I gave you a game the other day called patient shuffle which gives you the experience on how to run a hospital. This game won't show you how hospitals get paid, but it will give you a sense of the chaos that goes on in hospital care.
If you're looking for how not to run a hospital or a hospitalist programs, look no further than St Peter's Hospital in Helena, MT. How do they think a hospital program should be paid for? By charging community primary care doctors for the right to use hospitalists at their hospital.

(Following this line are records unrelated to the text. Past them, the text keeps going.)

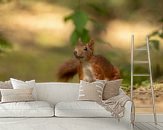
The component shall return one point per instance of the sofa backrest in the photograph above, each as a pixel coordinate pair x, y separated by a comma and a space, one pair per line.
55, 92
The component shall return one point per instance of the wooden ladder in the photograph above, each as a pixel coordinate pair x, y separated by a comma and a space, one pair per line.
149, 74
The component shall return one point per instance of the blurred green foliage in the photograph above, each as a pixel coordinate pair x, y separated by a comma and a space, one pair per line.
4, 44
80, 20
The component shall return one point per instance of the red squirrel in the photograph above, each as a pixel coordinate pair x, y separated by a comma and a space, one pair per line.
88, 66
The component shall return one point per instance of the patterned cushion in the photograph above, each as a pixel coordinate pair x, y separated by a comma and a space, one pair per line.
111, 88
5, 85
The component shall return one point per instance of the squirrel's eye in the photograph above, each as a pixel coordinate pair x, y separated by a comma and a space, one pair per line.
85, 48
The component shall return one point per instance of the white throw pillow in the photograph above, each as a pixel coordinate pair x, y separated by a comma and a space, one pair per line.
91, 91
18, 84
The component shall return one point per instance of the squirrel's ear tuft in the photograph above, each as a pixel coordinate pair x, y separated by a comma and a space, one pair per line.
91, 44
79, 41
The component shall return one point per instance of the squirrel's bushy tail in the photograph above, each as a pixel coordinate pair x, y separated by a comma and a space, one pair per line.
116, 73
68, 70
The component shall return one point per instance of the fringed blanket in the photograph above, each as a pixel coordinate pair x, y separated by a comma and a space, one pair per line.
116, 105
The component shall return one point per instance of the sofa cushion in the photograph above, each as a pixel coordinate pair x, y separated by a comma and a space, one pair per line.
16, 95
80, 109
26, 109
91, 91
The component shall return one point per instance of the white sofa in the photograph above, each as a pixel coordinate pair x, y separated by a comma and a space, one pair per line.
63, 113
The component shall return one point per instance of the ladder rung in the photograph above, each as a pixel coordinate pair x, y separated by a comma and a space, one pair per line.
140, 49
140, 62
141, 75
147, 106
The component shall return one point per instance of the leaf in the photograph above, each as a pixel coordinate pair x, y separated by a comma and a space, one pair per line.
99, 8
74, 37
80, 20
69, 17
161, 20
155, 44
4, 44
153, 34
161, 35
85, 36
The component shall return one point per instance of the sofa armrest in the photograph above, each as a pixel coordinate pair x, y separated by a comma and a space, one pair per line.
128, 117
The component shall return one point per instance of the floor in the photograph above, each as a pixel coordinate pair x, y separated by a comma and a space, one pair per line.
148, 126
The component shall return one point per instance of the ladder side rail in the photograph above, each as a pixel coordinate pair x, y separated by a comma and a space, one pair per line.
132, 65
151, 81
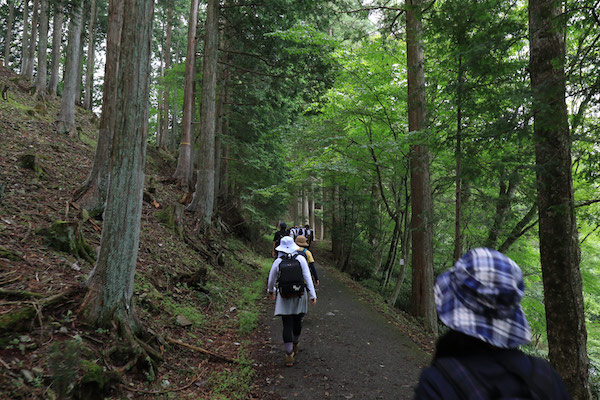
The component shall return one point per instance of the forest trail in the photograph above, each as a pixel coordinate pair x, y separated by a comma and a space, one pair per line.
348, 350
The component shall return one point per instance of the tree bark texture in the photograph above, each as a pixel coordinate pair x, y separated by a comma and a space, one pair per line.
25, 40
458, 245
66, 118
89, 69
203, 201
57, 23
32, 40
164, 138
559, 246
421, 203
41, 78
506, 196
92, 194
8, 37
79, 80
183, 173
111, 282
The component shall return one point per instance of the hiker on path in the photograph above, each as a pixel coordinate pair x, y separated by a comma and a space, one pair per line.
479, 299
292, 308
308, 233
301, 241
278, 235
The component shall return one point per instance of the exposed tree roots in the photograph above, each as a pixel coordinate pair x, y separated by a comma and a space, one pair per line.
16, 319
203, 351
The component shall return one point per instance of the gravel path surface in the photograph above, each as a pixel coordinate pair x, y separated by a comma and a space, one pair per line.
347, 351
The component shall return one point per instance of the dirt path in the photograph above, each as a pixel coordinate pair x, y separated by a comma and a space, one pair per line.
347, 351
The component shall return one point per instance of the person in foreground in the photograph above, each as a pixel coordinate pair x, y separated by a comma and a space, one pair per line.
479, 299
291, 285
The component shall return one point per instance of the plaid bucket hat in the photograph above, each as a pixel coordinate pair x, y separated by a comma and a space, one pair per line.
481, 297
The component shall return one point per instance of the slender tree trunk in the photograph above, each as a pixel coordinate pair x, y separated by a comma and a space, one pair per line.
78, 82
40, 82
8, 37
421, 202
559, 246
110, 284
305, 215
66, 118
57, 23
458, 246
183, 173
205, 185
92, 194
165, 134
505, 198
220, 128
336, 239
32, 41
89, 69
311, 209
26, 35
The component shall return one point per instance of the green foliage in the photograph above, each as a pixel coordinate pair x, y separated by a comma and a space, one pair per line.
63, 363
233, 384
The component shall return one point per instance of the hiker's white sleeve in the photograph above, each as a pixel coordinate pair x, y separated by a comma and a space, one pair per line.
273, 276
307, 278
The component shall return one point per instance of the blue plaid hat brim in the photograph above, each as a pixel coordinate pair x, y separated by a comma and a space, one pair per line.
509, 331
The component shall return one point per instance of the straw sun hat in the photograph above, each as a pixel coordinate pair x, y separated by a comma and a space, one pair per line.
481, 297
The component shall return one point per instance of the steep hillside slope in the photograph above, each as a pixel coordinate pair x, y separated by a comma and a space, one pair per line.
194, 293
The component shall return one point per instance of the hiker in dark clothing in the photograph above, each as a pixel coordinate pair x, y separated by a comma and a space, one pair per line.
301, 241
291, 309
278, 235
479, 299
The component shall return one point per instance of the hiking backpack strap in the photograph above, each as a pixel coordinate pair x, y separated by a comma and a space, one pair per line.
538, 381
461, 379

Helena Physicians' Clinic responded by removing their hospital privileges and not going through the physician credentialing process at St Peter's anymore. In other words, they are taking their business elsewhere.
If you want to know how not to run a hospital, simply call the administrative geniuses at St Peter's hospital in Helena, MT and ask them how they possibly got into a position of leadership in their community. Hospitalists are worth their weight in gold. Hospitals should be crawling over backward to establish a hospitalist program who's SHM/MGMA physician compensation survey suggests is worth over $100,000 in subsidy per hospitalist, per year, but who's hospitalist advantage can bring in 57 million dollars a year in additional hospital revenue.
If you're looking for great hospital leadership, don't go to Helena, MT. It seems to me these people lack the vision to see past the tip of their nose. Making a primary care doctor pay for the right not to see their patients? How ridiculous. I think this hospital is doomed. They should be paying primary care doctors NOT to come to the hospital anymore, considering all the advantages a hospitalist brings to the table.